Enhance new_group doc to mention using NCCL concurrently.

Using NCCL communicators concurrently is not safe and this is documented in NCCL docs. However, this is not documented in PyTorch and we should add documentation for ProcessGroupNCCL so that users are aware of this limitation. Differential Revision: [D25351778](https://our.internmc.facebook.com/intern/diff/D25351778/) ghstack-source-id: 117932333 Pull Request resolved: #48872
pytorch · Dec 5, 2020 · c0ea183 · c0ea183
1 parent 0e4f9a7
commit c0ea183
Showing 1 changed file with 6 additions and 0 deletions.
diff --git a/torch/distributed/distributed_c10d.py b/torch/distributed/distributed_c10d.py
@@ -2213,6 +2213,12 @@ def new_group(ranks=None, timeout=default_pg_timeout, backend=None):
     if they are not going to be members of the group. Additionally, groups
     should be created in the same order in all processes.
 
+    .. warning::
+        Using multiple process groups with the ``NCCL`` backend concurrently
+        is not safe and the user should perform explicit synchronization in
+        their application to ensure only one process group is used at a time.

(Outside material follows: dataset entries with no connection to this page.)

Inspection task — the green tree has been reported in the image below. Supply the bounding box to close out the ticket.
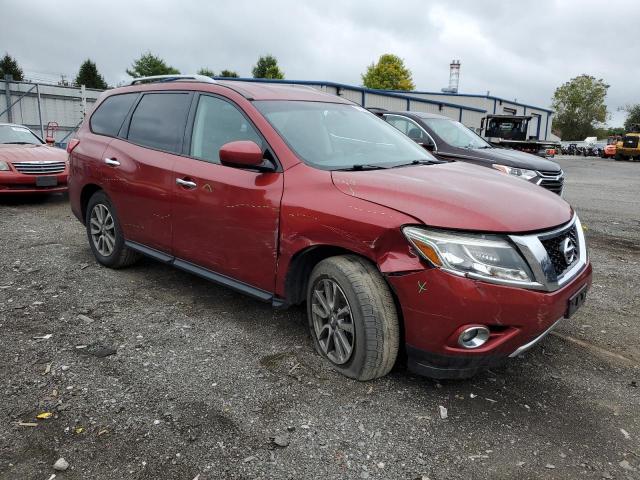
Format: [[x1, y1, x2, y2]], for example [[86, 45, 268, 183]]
[[251, 55, 284, 79], [624, 103, 640, 132], [127, 52, 180, 78], [220, 70, 240, 78], [198, 67, 216, 77], [75, 59, 108, 90], [0, 53, 24, 82], [552, 74, 609, 140], [362, 53, 415, 90]]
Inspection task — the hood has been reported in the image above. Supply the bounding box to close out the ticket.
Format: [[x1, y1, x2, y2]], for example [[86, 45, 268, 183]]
[[332, 162, 573, 233], [454, 148, 560, 172], [0, 144, 67, 162]]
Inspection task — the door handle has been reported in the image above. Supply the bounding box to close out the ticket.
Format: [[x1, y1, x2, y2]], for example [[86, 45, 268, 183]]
[[176, 178, 198, 188]]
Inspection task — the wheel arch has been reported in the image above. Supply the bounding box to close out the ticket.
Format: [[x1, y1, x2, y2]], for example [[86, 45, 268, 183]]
[[80, 183, 102, 223]]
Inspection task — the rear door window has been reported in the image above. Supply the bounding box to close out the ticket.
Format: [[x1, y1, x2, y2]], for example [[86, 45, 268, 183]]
[[127, 92, 191, 153], [89, 93, 138, 137], [189, 95, 265, 163]]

+        See `Using multiple NCCL communicators concurrently <https://docs.nvidia.com/deeplearning/nccl/user-guide/docs/usage/communicators.html#using-multiple-nccl-communicators-concurrently>`_ for more details.
+
     Arguments:
         ranks (list[int]): List of ranks of group members. If ``None``, will be
             set to all ranks. Default is ``None``.